- Food & Drink
When is a gin not a gin? When it has an ABV of less than 37.5%. The 2008 EU Spirit Drinks Regulations (surely everyone’s favourite European Regulation) defines gin as a drink that has a predominately juniper flavour and a retail ABV of 37.5%. They actually list three types of gin. There’s Gin, which I probably knew as GIN when I was a student and which can be drunk or used to de-ice a car; Distilled Gin, the staple of a basic night out; and London Gin, which is nice and deserves to be stored in a globe-shaped bar, ready for an evening of cocktails and Twiglets.
And then there is Minus 33. Minus 33 is a juniper spirit with an ABV of 33%. The side effect of this low ABV is that Minus 33 is lower in calories than gin – 46 calories per serving compared to 56-70 calories in a shot of gin. As I stare mournfully at my party clothes and know that yes, this year, I will have to go to the office christmas party in sweat pants and an XXXL t-shirt, I’m thinking that saving 10-24 calories per round could be exactly what I need. It’s the healthy choice that will help me get back into hot pants.
But will I like it? There is only one way to find out: sit on my sofa in sweat pants and drink enough Minus 33 till I have formed a solid opinion and then forgotten it.
Day or night gin? It’s 33%. I’m thinking it. You’re thinking it. We’re all thinking it: breakfast gin. Or, breakfast gin-like spirit.
What does it smell of? A subtle, chill waft of juniper and lemon emerges from the glass. My first thought was that it smelled like unboxing a frozen lemon meringue pie. The Sara Lee kind that we used to heat up for parties in the 1980s. The smell of artic fluffiness, sharp-sweet citrus and, weirdly, feet. I loved those pies.
What does it taste of? There is a prickle to this gin-like spirit. A chew of pine, a powdery dose of talc (I think this is the lavender and elderflower, which also accounts for the foot smell) and then a spritzy sherbet dib dab at the end. But not a plain dip dab. No, a mix of lemon sherbet with a liquorice pipe for dunking.
They recommend making it into a G&T with light tonic, a slice of orange and a sprinkle of hibiscus flowers (there was a bag of dried hibiscus flowers in the box, which was helpful). I would rather all my teeth fall out than drink diet tonic, so I made mine with full fat Fever-Tree. The hibiscus is a clever addition because it gives the drink a sweet, jammy flavour with a touch of sourness at the edges. It would help make up for the awfulness of diet tonic. And it dyes the drink pink, too, which is nice. As a G&T it is troublingly easy to drink. The low ABV might turn out not to guarantee a hangover-free day after all.
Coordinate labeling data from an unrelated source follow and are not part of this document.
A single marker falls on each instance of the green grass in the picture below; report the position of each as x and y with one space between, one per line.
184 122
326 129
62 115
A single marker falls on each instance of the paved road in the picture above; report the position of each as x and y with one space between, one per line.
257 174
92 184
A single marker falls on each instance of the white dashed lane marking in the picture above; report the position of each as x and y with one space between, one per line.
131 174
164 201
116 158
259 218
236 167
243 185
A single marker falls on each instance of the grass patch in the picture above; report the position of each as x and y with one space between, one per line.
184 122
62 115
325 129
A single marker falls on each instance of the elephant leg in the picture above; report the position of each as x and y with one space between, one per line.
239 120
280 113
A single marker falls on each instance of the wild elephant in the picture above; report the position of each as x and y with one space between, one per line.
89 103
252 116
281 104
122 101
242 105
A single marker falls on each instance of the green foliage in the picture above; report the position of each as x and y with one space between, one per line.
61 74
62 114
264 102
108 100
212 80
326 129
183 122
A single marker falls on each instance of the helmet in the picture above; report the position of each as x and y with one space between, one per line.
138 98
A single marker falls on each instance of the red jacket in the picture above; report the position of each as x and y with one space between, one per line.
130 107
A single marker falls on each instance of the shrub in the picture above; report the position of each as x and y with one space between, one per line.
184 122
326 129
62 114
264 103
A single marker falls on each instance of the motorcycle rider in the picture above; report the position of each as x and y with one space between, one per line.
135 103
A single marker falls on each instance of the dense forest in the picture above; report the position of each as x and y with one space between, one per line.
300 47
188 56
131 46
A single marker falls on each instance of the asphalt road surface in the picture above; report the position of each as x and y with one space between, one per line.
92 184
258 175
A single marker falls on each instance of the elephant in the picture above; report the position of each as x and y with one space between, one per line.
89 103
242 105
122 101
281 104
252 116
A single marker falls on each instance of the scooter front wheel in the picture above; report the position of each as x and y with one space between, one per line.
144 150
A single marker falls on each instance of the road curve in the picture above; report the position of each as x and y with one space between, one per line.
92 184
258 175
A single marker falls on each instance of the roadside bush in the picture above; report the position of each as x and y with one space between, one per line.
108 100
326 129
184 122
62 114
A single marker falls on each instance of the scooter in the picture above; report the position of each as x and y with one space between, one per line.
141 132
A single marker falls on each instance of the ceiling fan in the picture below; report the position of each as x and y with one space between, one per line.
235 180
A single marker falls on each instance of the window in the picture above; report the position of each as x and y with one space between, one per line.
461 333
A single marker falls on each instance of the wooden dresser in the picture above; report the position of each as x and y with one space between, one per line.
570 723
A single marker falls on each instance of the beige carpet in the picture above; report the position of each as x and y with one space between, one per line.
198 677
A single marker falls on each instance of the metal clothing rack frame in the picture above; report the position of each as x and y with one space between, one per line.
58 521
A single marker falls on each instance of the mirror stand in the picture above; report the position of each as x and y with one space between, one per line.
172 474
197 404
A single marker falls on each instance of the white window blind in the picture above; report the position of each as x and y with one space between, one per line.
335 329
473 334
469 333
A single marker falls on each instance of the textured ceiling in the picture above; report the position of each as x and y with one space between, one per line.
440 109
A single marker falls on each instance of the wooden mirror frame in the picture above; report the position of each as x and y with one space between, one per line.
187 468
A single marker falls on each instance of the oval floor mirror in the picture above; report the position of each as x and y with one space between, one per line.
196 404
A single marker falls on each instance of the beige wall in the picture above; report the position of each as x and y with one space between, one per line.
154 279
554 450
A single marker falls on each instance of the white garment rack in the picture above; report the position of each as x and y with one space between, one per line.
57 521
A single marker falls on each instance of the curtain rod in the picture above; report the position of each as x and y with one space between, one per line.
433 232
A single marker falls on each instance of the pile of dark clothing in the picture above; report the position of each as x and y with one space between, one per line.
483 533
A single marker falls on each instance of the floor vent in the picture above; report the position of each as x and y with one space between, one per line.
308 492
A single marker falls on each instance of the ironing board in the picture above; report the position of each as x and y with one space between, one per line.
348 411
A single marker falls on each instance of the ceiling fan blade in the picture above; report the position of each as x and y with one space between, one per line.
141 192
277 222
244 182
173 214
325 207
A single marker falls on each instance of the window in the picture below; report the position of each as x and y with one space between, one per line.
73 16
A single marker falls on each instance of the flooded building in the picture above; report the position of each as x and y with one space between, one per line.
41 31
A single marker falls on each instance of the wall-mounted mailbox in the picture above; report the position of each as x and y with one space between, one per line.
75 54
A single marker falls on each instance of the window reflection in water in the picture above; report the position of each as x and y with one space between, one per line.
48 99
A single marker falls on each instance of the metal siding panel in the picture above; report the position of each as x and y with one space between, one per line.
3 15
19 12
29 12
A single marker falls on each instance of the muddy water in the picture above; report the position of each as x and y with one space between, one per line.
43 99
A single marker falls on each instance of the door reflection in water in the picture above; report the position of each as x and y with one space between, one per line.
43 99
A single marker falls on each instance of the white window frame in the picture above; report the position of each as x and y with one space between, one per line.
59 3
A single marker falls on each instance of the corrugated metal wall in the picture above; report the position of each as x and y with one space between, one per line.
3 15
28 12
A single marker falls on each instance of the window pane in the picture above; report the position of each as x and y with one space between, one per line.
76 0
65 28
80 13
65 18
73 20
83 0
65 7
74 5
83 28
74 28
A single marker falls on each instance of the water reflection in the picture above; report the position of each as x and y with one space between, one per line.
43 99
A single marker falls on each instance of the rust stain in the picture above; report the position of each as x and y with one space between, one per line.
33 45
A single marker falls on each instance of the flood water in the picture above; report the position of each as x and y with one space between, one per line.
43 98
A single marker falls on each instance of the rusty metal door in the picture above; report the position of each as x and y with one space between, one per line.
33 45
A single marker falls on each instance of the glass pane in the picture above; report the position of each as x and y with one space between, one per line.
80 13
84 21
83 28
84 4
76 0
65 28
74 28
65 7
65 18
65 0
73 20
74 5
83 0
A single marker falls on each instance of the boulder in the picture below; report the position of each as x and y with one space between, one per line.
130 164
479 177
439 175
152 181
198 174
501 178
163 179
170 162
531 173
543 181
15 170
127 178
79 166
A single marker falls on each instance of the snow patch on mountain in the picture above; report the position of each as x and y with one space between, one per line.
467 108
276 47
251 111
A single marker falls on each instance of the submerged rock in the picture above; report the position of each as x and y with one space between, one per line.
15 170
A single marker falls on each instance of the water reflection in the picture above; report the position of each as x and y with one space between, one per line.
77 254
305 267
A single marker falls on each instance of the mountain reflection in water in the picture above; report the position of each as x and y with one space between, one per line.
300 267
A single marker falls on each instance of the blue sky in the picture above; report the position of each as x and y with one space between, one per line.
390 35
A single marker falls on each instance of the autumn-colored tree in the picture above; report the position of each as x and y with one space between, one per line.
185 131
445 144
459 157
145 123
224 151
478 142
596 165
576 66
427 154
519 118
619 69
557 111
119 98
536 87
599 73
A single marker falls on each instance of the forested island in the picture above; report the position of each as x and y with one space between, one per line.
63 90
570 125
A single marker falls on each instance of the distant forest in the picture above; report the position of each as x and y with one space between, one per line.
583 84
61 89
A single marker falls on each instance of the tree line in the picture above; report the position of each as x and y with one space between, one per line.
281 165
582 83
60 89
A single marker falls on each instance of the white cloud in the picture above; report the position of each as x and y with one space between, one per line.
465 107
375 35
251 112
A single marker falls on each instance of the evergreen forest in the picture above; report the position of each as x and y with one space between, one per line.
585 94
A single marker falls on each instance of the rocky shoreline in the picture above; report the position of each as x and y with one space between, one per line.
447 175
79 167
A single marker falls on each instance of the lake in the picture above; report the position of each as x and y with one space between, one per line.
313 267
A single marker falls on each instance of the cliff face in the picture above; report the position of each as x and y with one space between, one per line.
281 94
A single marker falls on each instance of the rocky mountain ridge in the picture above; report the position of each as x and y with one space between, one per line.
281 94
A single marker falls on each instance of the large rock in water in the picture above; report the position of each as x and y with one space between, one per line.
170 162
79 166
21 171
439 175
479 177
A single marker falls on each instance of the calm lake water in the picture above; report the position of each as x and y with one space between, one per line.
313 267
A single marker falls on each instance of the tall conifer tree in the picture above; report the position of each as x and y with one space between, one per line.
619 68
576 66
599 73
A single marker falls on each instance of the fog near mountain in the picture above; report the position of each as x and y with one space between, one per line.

Buy it? I don’t normally talk about packaging, but Loca Labs have nailed it. I love the cardboard tube, the chunky bottle and the hipster laboratory label. I think it is gorgeous and it would make a great Christmas present for the gin fiend / alcoholic dieter in your family. You can buy it directly from Loca Labs for £33, or The Drink Shop has it for between £24-29 (depending on sales).